Dans mon film « La Ronde des Vaudou", l’artiste peintre et houngan (prêtre vaudou), André Pierre déclarait sur ce ton lyrique qui lui était propre : "L’agriculture c’est le commencement de tout. Sans agriculture, pas de santé, pas d’éducation, pas de culture, pas d’arts, pas d’architecture… » Et il déclinait ainsi différents aspects de la vie qui, selon lui, dépendaient de l’agriculture.
Cette véritable ode à l’agriculture André Pierre l’a déclamée en 1989.
Aujourd’hui, on peut constater au vu de la situation socio-économique d’Haïti à quel point il avait raison. Mais, ce n’est pas seulement en Haïti que la question de l’agriculture, de la nourriture donc, se place au centre de tous les débats.
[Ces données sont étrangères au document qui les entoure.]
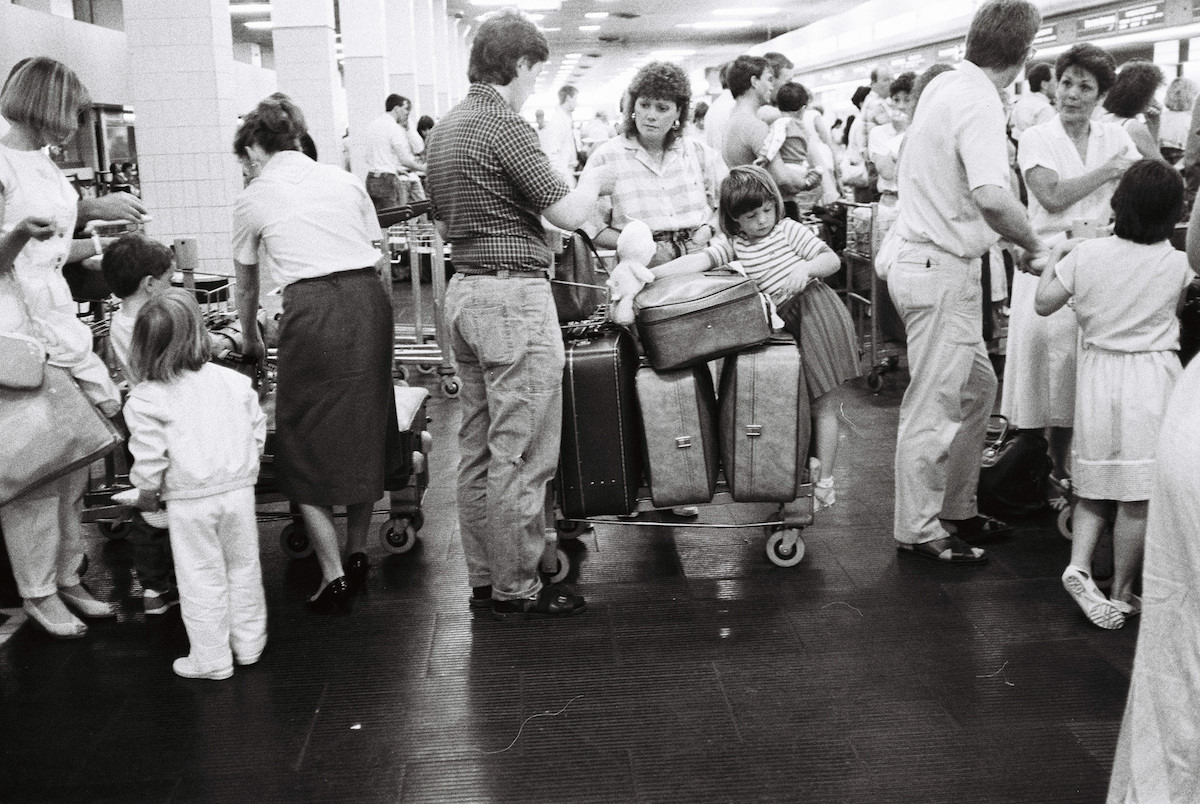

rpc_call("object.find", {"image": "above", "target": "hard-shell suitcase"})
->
[556,330,642,518]
[720,338,811,503]
[637,365,720,508]
[634,271,770,371]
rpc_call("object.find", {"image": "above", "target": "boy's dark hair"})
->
[100,232,175,299]
[1056,42,1117,95]
[730,56,770,97]
[775,80,811,112]
[719,164,784,238]
[888,72,917,97]
[467,11,550,86]
[1112,160,1183,245]
[1025,61,1054,92]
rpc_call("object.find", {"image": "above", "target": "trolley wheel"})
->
[96,520,133,541]
[280,522,312,558]
[767,528,804,566]
[1056,505,1074,541]
[554,520,583,539]
[379,516,416,556]
[538,547,571,583]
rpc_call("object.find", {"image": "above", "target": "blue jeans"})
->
[445,274,564,600]
[888,242,996,544]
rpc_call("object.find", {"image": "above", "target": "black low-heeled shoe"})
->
[307,575,350,614]
[346,553,371,592]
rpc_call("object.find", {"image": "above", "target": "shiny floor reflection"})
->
[0,374,1136,803]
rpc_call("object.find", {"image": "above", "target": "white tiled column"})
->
[125,0,241,274]
[340,0,388,179]
[271,0,340,164]
[413,0,445,119]
[430,0,454,114]
[386,0,422,103]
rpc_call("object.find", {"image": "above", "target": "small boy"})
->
[100,233,179,614]
[760,83,824,218]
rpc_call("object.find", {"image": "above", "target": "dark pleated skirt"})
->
[275,269,396,505]
[779,281,862,400]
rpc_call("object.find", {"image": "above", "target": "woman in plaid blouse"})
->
[584,61,728,265]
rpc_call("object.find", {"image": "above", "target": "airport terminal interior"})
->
[0,0,1200,804]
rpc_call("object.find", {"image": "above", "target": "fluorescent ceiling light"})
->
[713,6,779,17]
[676,19,754,31]
[229,2,271,14]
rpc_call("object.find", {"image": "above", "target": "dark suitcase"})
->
[634,271,770,371]
[556,330,642,520]
[637,365,720,508]
[720,338,811,503]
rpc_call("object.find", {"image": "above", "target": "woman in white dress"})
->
[1000,43,1139,505]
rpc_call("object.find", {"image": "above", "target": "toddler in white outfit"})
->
[125,289,266,679]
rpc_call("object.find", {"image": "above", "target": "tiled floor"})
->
[0,301,1136,803]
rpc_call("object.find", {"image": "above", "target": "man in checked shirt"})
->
[426,12,613,619]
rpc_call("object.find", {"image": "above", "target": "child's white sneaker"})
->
[1062,566,1126,631]
[170,656,233,682]
[809,457,838,511]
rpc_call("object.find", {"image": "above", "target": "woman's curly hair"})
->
[1104,59,1163,118]
[625,61,691,148]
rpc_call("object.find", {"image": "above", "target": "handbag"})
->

Dans un article intitulé :"There is No Box: Big Ideas About Urban Agriculture and Local Food Systems" publié sur CommonDreams, l’auteur passe en revue les différents échanges autour de l’agriculture allant de l’agro-industrie aux jardins urbains, à partir de colloques auxquels elle a participé.
Elle note qu’un certain conférencier Mc Williams a introduit son discours en affirmant que l’organisation du système de nourriture est l’une des tâches les plus urgentes pour le pays.(USA)
Est-ce qu’en Haïti cela ne devrait pas être également la tâche la plus urgente ?
Qu’est-ce qui s’est passé depuis que Jacques-Edouard Alexis avait declaré que le gouvernement se préparait à travailler sur le développement de l’agriculture en visant à long terme une autonomie alimentaire ?
Pourquoi ce programme déterminant et urgent pour Haïti a-t-il été enterré avec l’éjection d’Alexis ?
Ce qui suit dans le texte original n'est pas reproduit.